Petr Dub’s exhibition House Signs is the second one from the cycle Bridge: Prague – Brno. This project supports Brno gallery konText and Prague gallery Nika and it is based on the exchange of artists who have exhibited in either one of those galleries. The basic contentual axis of the project is the relationship between Brno and Prague/ Prague and Brno, the two main metropoles of the Czech Republic, and between Czechia and Moravia. In 2016, the konText gallery will present eight exhibitions of artists who have in the past exhibited at Nika, while Nika, a small gallery under VŠUP, will hold four exhibitions according to the same key.
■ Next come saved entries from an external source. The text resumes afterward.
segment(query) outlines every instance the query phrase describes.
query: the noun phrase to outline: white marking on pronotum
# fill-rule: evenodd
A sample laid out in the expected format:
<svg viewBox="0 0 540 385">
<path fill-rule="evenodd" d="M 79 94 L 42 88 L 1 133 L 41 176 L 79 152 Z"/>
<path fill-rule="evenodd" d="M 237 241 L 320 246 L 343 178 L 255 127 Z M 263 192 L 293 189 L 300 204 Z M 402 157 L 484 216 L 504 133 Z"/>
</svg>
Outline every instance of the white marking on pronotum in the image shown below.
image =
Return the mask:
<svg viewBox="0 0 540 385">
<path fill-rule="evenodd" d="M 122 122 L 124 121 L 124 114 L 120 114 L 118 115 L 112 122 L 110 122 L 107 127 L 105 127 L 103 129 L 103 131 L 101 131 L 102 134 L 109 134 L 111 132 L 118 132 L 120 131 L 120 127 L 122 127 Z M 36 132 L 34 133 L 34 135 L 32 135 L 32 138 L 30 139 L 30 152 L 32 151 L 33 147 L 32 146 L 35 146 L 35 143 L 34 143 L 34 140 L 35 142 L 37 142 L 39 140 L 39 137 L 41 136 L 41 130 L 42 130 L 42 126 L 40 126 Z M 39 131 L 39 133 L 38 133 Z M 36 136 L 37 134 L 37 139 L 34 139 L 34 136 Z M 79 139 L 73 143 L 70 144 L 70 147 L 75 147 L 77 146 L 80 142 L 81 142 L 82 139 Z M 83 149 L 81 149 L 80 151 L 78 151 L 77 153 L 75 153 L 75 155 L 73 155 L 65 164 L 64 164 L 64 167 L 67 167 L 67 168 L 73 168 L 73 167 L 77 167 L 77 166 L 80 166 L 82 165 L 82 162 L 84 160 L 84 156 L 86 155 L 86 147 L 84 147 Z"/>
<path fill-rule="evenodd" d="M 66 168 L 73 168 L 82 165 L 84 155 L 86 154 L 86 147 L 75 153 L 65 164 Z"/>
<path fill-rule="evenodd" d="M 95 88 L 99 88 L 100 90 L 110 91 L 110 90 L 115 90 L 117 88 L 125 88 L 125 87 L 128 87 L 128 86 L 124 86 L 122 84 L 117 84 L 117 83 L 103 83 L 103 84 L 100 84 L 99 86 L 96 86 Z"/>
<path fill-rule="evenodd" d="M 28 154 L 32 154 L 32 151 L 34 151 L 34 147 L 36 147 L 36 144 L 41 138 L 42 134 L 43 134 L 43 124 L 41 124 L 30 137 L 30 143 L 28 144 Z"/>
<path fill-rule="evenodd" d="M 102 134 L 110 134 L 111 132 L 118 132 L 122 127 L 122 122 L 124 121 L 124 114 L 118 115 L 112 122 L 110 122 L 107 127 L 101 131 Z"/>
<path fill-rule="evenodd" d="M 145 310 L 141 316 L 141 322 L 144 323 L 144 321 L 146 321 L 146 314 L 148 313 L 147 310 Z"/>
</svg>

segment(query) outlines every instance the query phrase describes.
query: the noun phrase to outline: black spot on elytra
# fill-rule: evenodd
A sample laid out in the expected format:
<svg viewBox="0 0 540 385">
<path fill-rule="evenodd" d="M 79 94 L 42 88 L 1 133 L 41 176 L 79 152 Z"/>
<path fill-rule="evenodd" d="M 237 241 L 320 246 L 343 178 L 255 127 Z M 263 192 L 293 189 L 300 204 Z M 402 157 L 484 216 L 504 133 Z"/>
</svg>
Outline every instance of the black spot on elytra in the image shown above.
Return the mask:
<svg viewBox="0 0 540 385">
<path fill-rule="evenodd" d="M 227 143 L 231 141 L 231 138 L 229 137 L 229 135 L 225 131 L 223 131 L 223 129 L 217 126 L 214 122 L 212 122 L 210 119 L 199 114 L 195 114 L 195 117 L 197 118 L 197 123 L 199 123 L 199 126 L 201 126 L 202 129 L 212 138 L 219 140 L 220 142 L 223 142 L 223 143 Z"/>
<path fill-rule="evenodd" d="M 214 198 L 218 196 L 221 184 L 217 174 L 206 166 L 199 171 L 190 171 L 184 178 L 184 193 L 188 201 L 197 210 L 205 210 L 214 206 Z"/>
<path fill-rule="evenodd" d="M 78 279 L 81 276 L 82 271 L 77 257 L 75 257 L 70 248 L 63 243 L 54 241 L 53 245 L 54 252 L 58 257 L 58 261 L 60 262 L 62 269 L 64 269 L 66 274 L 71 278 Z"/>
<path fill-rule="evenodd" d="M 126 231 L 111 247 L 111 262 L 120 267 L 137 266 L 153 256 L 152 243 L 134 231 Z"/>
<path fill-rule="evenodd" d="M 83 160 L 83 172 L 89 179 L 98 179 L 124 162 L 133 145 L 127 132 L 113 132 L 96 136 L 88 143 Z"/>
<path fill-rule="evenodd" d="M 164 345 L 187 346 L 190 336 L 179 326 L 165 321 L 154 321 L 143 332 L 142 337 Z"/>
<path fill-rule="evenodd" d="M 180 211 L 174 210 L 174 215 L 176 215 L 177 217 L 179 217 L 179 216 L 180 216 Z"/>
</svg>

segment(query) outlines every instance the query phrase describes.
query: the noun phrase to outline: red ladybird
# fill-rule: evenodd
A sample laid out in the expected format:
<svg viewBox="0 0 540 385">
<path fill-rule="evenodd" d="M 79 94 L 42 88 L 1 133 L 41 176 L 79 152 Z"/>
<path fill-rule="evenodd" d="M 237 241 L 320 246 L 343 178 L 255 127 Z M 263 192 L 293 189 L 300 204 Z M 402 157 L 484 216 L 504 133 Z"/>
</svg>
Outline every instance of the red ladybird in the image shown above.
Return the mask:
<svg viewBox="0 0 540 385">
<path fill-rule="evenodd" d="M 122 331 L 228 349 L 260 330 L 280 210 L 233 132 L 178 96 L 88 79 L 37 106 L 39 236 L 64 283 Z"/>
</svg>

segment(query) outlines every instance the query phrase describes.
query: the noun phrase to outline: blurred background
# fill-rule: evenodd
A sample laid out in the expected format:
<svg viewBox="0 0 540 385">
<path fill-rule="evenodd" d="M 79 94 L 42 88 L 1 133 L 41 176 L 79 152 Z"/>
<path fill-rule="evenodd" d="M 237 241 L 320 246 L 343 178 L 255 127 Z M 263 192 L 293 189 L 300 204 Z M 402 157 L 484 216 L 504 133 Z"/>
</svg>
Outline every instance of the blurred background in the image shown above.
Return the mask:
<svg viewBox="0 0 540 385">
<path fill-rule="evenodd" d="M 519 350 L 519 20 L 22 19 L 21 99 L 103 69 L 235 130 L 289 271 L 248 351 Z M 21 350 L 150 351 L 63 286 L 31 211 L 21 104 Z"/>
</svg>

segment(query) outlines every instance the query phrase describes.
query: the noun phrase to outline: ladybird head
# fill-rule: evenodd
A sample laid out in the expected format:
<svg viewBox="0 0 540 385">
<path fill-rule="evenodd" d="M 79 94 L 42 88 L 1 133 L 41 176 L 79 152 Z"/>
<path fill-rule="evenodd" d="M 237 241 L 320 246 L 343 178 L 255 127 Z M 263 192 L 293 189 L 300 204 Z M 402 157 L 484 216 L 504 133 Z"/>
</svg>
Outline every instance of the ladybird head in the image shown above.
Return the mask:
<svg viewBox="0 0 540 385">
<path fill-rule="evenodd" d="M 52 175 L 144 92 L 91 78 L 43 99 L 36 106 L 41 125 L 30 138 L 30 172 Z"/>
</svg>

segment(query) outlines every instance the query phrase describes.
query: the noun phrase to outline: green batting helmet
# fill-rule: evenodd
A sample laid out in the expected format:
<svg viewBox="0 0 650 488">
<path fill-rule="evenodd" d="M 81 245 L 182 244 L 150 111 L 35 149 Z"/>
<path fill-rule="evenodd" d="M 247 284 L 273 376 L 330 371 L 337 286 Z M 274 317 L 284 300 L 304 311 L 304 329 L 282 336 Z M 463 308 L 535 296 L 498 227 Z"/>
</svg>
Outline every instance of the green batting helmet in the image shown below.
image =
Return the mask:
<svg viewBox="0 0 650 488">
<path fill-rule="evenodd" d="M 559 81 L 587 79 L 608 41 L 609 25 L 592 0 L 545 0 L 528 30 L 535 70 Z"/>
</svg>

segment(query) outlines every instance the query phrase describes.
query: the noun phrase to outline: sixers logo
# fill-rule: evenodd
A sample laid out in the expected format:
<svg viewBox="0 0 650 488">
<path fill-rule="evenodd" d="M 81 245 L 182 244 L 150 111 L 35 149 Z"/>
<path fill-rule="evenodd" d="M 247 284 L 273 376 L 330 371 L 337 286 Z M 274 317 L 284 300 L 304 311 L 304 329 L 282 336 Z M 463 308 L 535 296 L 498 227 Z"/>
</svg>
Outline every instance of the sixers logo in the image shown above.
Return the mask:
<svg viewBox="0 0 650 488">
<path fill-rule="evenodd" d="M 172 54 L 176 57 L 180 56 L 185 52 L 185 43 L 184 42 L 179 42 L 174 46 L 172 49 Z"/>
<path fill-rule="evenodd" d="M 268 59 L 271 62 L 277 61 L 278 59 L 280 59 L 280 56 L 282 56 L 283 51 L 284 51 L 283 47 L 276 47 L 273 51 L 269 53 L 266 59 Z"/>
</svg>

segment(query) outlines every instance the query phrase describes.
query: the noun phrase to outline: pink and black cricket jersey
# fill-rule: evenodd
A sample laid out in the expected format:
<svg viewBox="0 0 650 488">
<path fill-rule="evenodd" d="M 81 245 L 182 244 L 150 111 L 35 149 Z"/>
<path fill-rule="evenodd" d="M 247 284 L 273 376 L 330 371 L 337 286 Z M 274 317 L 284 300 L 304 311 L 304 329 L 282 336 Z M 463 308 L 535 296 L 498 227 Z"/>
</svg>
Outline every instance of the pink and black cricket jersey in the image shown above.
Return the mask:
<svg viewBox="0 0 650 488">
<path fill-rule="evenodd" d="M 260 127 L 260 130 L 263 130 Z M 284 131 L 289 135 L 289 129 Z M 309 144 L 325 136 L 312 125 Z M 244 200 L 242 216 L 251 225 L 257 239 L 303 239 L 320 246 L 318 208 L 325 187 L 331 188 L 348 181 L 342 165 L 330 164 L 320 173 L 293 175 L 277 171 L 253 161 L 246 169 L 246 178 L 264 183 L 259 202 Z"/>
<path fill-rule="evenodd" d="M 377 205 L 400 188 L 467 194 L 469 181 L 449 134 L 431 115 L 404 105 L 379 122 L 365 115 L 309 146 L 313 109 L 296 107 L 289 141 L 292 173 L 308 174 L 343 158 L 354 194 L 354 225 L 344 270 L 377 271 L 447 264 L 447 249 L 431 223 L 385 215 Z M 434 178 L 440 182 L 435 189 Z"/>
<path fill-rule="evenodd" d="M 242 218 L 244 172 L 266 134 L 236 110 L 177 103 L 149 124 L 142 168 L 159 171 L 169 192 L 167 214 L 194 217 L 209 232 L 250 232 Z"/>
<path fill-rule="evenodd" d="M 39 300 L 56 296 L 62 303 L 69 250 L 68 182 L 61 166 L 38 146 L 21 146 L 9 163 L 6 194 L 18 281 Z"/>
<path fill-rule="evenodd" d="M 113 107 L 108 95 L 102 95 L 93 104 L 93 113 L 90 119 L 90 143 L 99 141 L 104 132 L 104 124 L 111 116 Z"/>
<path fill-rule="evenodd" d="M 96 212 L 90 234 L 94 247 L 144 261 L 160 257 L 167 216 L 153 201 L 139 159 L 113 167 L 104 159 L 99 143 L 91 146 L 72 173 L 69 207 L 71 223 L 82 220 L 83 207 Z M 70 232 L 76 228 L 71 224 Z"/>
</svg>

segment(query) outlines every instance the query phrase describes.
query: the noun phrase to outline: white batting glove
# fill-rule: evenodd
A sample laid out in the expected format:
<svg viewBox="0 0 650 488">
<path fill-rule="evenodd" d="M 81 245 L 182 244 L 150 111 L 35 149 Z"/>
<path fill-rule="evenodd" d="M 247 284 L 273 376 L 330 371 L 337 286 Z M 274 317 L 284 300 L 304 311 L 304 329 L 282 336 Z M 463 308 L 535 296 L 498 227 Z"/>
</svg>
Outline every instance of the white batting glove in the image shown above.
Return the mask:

Petr Dub creates with his installation an imaginary link between both cities through the theme of „architectural heritage“, particularly of functionalism and international style. The selected tenement house in Brno’s Kotlářská street is a model example of insensitive, and in its final outcome damaging, interventions to historical buildings which are in the present being heat-insulated by a thick layer of insulation, while at the same time being “decorated” by a garish palette of “happy colors”. Similar approach (unfortunately) connects centers such as Prague and Brno with many other cities in the Czech Republic.
Architectural sediment built upon the arbitrary use of a wide spectrum of stone paint changes our public space into a colorful palette of emotions, which, however, as a result blend into one another. Given the majority absence of municipal regulations, yellow and pistachio are slowly becoming the dominant colors of our landscape and the phenomenon of „suburban smurf homes“ thrives also in historical centers of our cities. The social framework of the resulting situation, among other things, illustrates the clash between private ownership and collective responsibility toward commonly shared space. In this project House Signs created for Nika gallery the author paraphrases this state and provides the exhibition visitors with physical confrontation with the installation on the borderland of commercial banality and a paraphrasis of the work by the American artist James Turrell. We can thus interpret Dub’s House Signs as a traditional conflict between high and low culture, something that he regularly tests in his work.